Too often, stories like my grandfather’s are romanticized and put forth as the “true” musical education while formal education is downplayed. This is most often the case with jazz and popular music where the literati claim that the music suffered when the training left the bandstand and retreated into the academy causing critics to lament the institutionalization of the art. Having learned both on the streets of Los Angeles and in academic settings, I can say that such claims are exaggerated and not evidence-based.
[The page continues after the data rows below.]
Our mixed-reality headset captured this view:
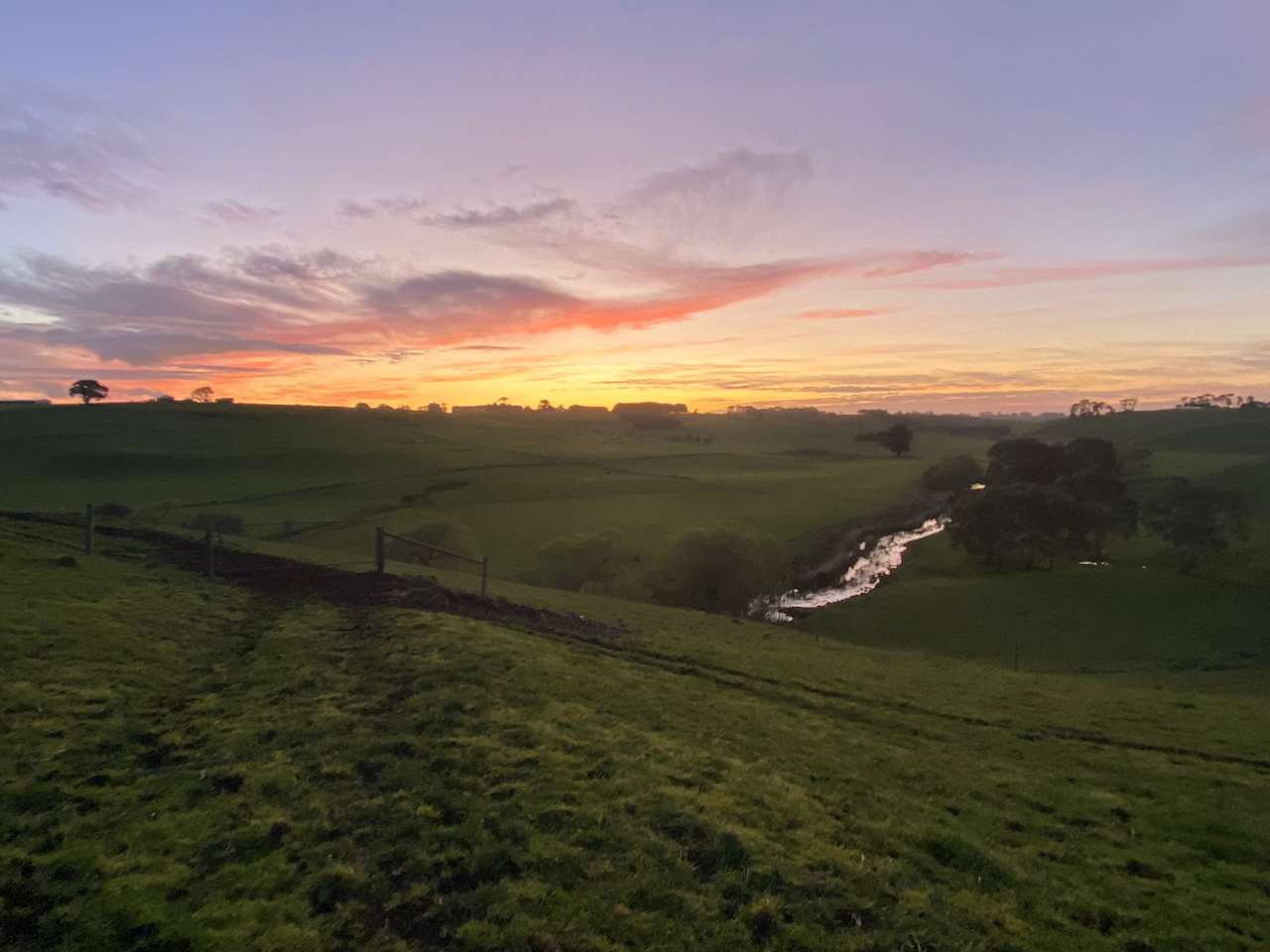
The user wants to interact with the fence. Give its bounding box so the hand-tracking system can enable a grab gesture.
[375,526,489,598]
[15,503,489,598]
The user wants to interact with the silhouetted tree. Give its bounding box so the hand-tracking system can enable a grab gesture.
[922,456,983,493]
[856,422,913,456]
[1058,436,1138,559]
[649,530,789,612]
[1068,400,1115,416]
[1143,480,1248,572]
[949,482,1067,570]
[69,380,110,407]
[985,436,1063,486]
[950,436,1138,568]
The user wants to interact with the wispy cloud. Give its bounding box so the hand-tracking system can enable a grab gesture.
[196,198,281,225]
[922,254,1270,290]
[0,92,154,210]
[421,198,577,228]
[336,195,428,218]
[0,239,972,366]
[621,149,813,212]
[799,307,892,321]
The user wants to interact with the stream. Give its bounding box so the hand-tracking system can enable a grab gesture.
[749,516,949,622]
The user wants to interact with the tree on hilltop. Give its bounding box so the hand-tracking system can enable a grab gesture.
[69,380,110,407]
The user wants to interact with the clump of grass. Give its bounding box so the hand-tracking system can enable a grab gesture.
[742,894,781,943]
[918,834,1015,890]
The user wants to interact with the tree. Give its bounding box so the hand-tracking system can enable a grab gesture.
[69,380,110,407]
[985,436,1065,486]
[922,456,983,493]
[649,530,789,612]
[1058,436,1138,561]
[1143,480,1248,574]
[856,422,913,456]
[950,436,1138,568]
[1068,400,1115,416]
[949,482,1067,570]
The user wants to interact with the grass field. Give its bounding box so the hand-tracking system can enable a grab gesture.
[0,523,1270,952]
[799,412,1270,695]
[0,404,989,579]
[0,407,1270,952]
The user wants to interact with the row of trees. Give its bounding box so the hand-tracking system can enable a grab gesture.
[1068,398,1138,416]
[856,422,913,457]
[68,378,225,407]
[949,438,1247,571]
[1068,394,1270,416]
[1178,394,1270,410]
In fact, the two methods reinforce each other despite the inherent limitations of each though I believe the balance leans towards the former based on my personal experience and that of my colleagues throughout a long career amassing some 50 professional recording credits this decade alone including two commercially-released albums of my own. (My early violin education by observation of Chapo playing and my immersion in the listening-oriented Suzuki string program no doubt contribute towards this belief but it can be mostly attributed to my trial-by-fire introduction to the professional jazz world as a saxophonist at age 15 and forced, on-the-spot thinking in many a recording session!) These are among the problems I have set out to grapple with. What is the right educational balance to achieve maximum artistic and career success? Does the answer lie not only the study of music education but also in the analysis of the training in other creative arts both formal and informal, both performing and visual? Is there a common thread of how successful practitioners across all artistic fields do what they do and why they do it? Are case studies the most efficacious method of finding these answers and how will these answers from the arts contribute to the overall educational experience? What then are the implications of an arts-enlightened education for the broader society and to what extent can the devaluation of music be attributed to the lack of it?
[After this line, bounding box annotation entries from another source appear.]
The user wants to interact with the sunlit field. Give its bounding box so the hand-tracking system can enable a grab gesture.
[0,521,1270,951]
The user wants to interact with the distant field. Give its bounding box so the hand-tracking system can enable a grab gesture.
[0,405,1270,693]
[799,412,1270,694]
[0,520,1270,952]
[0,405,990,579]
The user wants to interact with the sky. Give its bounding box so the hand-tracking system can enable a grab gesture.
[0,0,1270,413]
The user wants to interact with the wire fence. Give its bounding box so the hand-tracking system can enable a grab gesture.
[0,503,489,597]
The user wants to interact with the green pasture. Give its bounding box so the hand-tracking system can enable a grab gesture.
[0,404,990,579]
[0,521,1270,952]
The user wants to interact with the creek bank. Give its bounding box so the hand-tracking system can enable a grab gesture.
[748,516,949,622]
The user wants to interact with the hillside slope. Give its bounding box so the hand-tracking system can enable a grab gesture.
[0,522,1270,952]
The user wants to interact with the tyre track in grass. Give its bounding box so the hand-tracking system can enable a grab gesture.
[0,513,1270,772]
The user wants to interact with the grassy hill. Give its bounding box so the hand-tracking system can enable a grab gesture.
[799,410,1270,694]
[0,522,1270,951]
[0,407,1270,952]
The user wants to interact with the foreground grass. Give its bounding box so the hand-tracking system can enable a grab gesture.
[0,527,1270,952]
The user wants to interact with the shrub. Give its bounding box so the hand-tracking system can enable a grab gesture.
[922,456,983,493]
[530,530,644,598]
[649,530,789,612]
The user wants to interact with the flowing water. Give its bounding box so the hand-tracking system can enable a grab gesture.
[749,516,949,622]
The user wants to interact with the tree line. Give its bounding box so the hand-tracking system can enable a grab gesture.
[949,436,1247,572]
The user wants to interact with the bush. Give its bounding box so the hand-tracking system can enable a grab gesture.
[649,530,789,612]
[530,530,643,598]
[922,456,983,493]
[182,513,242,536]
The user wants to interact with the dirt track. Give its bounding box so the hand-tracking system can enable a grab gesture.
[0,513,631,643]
Having studied music education formally at the graduate level over the last year and a half, I can see that relying on such a limited focus to provide these answers does not hold much promise. Rather, it was my business-oriented classes around the arts that exposed me to the “Edge Effect” that disciplines have on each other, both across artistic fields and between creative and commercial collaborators, to produce an optimized result. Could this Edge Effect that exists between artistic disciplines provide answers to the questions posed? Rather than in a specialized fine arts program, the best laboratory for such investigation is likely to exist in a program where practitioners from disparate artistic endeavors are brought together to learn from and teach each other. Outside perspectives thusly gained will more deeply inform one’s own practice of their native art form. As I have seen gig pay not increase appreciably since the early 1980s and album sales revenue rapidly become nonexistent, I am motivated to work in stalwart fashion through educational reform to reverse the continual reduction in the value of music.